The Classify RPC is available in the MDDB service:

rpc Classify(ClassifyRequest) returns (ClassifyResponse);

resp, err := client.Classify(ctx, &proto.ClassifyRequest{
    Text:   "Go is a compiled programming language",
    Labels: []string{"programming", "cooking", "sports"},
})
for _, r := range resp.Results {
    fmt.Printf("%s: %.2f\n", r.Label, r.Score)
}

MCP Tool

The classify_document tool is available to LLM agents via MCP:

{
  "name": "classify_document",
  "arguments": {
    "text": "How to deploy Kubernetes on AWS with Terraform",
    "labels": ["devops", "frontend", "database", "security", "networking"]
  }
}

Or classify a stored document:

{
  "name": "classify_document",
  "arguments": {
    "collection": "docs",
    "key": "k8s-deploy",
    "lang": "en",
    "labels": ["devops", "frontend", "database", "security"]
  }
}

Panel Client (JavaScript)

const result = await mddb.classify({
  text: "Introduction to React hooks and state management",
  labels: ["frontend", "backend", "devops", "database"],
});

console.log(result.results[0].label); // "frontend"
console.log(result.results[0].score); // 0.89

Tips

Label quality matters — Use descriptive labels. "machine learning" works better than "ML" because embeddings capture more meaning from longer phrases.
Number of labels — Works well with 2-100 labels. Beyond 100 labels, consider splitting into hierarchical classification (first broad category, then subcategory).
Threshold tuning — Cosine similarity scores are relative.
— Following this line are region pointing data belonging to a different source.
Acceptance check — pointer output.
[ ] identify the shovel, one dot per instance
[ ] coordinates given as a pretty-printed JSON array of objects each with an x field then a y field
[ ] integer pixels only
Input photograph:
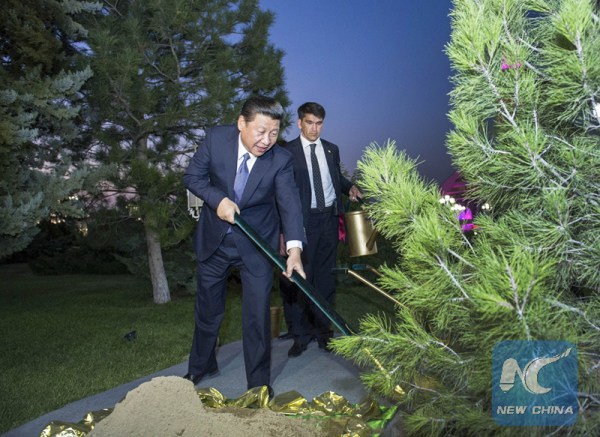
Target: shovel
[{"x": 302, "y": 283}]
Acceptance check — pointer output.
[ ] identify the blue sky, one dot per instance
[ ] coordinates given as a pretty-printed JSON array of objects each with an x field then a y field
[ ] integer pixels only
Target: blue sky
[{"x": 377, "y": 66}]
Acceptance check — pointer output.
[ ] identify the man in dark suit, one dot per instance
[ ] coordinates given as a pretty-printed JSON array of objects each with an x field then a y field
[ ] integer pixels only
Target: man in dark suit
[
  {"x": 239, "y": 169},
  {"x": 320, "y": 181}
]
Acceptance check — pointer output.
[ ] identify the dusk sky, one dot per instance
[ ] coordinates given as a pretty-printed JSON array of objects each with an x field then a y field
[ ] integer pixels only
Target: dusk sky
[{"x": 379, "y": 69}]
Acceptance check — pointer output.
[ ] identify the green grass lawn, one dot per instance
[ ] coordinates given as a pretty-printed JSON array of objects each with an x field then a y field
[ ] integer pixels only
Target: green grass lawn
[{"x": 63, "y": 336}]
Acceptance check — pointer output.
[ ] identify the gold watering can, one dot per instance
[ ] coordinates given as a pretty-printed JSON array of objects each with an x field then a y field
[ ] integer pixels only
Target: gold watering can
[{"x": 360, "y": 233}]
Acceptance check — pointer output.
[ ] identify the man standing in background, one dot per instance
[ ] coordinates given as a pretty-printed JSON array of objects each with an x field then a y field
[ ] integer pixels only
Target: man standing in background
[{"x": 320, "y": 182}]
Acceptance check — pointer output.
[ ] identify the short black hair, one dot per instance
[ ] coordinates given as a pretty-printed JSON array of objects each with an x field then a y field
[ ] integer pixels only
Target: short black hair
[
  {"x": 311, "y": 108},
  {"x": 262, "y": 105}
]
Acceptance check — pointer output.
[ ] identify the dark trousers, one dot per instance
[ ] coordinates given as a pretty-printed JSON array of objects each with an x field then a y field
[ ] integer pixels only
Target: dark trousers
[
  {"x": 210, "y": 308},
  {"x": 319, "y": 257}
]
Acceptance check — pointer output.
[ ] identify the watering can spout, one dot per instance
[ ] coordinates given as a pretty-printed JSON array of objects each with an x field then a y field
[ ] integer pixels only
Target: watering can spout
[{"x": 360, "y": 234}]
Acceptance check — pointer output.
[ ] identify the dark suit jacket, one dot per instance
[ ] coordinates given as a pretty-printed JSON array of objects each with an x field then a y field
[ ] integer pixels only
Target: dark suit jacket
[
  {"x": 270, "y": 198},
  {"x": 340, "y": 183}
]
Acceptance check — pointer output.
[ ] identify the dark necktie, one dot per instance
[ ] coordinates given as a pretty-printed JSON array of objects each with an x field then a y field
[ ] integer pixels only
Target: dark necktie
[
  {"x": 241, "y": 178},
  {"x": 317, "y": 183}
]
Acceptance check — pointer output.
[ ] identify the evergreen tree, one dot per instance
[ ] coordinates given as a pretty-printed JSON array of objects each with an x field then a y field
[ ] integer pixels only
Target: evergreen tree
[
  {"x": 164, "y": 70},
  {"x": 526, "y": 121},
  {"x": 39, "y": 84}
]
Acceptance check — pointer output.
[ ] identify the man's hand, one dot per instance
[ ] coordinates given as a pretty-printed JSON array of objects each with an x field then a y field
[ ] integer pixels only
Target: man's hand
[
  {"x": 294, "y": 262},
  {"x": 227, "y": 209},
  {"x": 354, "y": 193}
]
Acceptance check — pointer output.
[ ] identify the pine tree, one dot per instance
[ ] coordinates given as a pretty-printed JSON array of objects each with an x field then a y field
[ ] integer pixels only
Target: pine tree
[
  {"x": 39, "y": 84},
  {"x": 526, "y": 138},
  {"x": 165, "y": 70}
]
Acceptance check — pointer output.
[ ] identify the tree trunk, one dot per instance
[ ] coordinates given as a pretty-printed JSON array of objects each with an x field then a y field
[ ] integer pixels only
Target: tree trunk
[{"x": 160, "y": 285}]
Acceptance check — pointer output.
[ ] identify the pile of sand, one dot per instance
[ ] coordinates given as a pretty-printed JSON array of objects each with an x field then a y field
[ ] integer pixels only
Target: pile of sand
[{"x": 170, "y": 406}]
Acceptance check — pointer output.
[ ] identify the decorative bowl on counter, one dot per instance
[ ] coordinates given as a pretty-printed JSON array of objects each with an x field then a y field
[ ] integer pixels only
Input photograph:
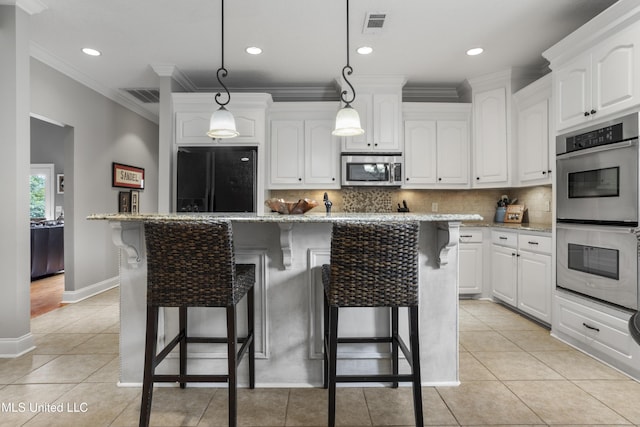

A score of 0.3 may be the "best" match if all labels are loosely related. Use topK: 1 to always get the best match regardless of absolute score.
Reuse embeddings — If documents are already indexed for vector search, classification is nearly free since it reuses stored embeddings.
Provider choice — Larger embedding models (e.g., text-embedding-3-large) tend to produce better classification results than smaller ones.